The Low-Down: The Meaning of Metrics: The Relationship Between Effort and Performance

Just as we have become enamored of data, so have we become besotted by metrics. We are looking for meaning and perhaps just as importantly, for shortcuts, for convenience, for an easy explanation that answers the question, solves the problem, does the work for us. No muss, no fuss.

But of course, what this does is lead us down the easy path which may not, ultimately, deliver us from evil or to our intended destination. We take what we are given and hope for the best, but in as competitive economy as this one, hope is a poor substitute for effort.

'Eyeballs' was one of the early dotcom metrics. It supposedly indicated a degree of consumer interest based on the number of people who had viewed a website and how much time they spent there. Sounded pretty logical until further data revealed that rather than a mark of potential interest, it was a sign of frustration as people having trouble waited for customer service or couldnt figure out how to properly enter their credit card number.

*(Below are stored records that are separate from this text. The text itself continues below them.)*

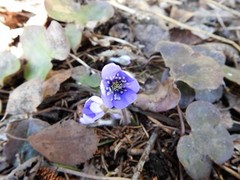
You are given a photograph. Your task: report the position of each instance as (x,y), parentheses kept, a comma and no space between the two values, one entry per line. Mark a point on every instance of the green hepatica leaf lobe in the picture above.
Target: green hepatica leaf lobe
(195,69)
(208,141)
(40,46)
(71,11)
(58,42)
(36,51)
(9,64)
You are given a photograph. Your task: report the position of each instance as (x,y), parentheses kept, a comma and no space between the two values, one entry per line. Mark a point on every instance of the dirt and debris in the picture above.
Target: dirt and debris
(185,122)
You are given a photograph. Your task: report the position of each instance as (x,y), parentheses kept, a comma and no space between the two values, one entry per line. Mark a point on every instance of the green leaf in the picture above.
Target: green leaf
(195,69)
(40,46)
(71,11)
(232,74)
(58,42)
(9,64)
(74,35)
(36,50)
(209,140)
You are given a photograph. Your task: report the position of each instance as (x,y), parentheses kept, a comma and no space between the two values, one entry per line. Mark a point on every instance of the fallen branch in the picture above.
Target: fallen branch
(145,154)
(175,22)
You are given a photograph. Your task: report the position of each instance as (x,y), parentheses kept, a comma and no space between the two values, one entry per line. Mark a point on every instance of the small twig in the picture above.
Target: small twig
(180,171)
(15,137)
(81,62)
(236,13)
(81,174)
(145,154)
(110,38)
(52,109)
(167,129)
(181,120)
(178,23)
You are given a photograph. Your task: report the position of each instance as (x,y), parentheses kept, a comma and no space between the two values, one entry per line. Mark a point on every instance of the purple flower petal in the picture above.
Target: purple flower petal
(92,110)
(126,99)
(110,70)
(107,100)
(133,85)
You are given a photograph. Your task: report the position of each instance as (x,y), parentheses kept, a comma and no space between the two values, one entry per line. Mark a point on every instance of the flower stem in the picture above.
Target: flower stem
(125,117)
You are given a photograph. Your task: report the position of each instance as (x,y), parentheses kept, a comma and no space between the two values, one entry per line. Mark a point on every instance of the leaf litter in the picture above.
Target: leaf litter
(189,97)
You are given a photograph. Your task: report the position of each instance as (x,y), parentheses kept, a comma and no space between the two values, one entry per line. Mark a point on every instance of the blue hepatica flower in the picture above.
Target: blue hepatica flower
(93,110)
(118,88)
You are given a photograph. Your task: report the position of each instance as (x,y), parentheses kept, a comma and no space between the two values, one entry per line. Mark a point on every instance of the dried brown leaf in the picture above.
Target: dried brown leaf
(21,129)
(67,143)
(159,97)
(25,98)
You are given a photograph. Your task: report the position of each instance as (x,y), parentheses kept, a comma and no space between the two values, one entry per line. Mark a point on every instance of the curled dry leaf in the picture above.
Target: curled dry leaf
(52,85)
(73,11)
(197,70)
(158,97)
(232,74)
(52,141)
(208,141)
(25,98)
(27,170)
(22,129)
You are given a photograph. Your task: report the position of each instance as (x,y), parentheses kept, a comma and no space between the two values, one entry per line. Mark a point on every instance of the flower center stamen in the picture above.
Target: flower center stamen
(117,85)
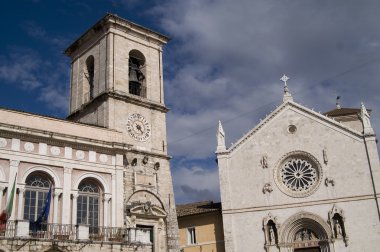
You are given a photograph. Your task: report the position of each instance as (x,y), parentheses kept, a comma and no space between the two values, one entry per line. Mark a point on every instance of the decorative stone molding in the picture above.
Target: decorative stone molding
(329,181)
(29,147)
(145,160)
(3,142)
(267,188)
(156,166)
(264,162)
(79,154)
(67,170)
(21,191)
(270,227)
(107,197)
(298,166)
(57,192)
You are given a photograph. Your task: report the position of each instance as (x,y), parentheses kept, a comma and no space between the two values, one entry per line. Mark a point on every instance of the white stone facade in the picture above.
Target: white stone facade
(130,166)
(301,181)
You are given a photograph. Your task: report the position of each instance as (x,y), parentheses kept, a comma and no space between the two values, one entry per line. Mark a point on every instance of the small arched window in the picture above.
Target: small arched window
(89,78)
(88,204)
(36,191)
(137,73)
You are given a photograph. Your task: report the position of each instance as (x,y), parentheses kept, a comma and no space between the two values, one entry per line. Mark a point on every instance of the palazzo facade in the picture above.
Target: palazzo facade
(107,164)
(302,181)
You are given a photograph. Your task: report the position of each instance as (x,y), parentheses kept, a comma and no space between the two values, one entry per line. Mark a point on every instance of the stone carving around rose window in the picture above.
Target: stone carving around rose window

So, as the following article explains at length, is the metric we now call pageviews. Again, ostensibly a sign of popularity offering the potential of future sales. But perhaps not. Which is where the cross-reference to effort expended to generate those pageviews comes in. The larger implication is not that pageviews either are or are not a useful metric, but rather that we have to wean ourselves off this desperate need for convenience if we are to truly realize the value that all that data holds for us. JL

Brian Abelson reports in his blog:

A metric is about communicating a complex concept in interpretable and actionable terms. But when it’s widely adopted — when an industry seeks to optimize its activities for a given metric — it ceases to be a mere reflection of reality. Instead, the measure comes to actively shape the industry, oftentimes leading to unforeseen manipulations and externalities.
James Watt had a problem. The man erroneously known as the creator of the steam engine (he actually just added a small condenser to the existing steam engine which made it more efficient) needed a way to sell his new machine. While there were plenty of ways to measure how one steam engine compared with another, there wasn’t yet a good way to compare the power of a steam engine with that of less technologically-sophisticated alternatives.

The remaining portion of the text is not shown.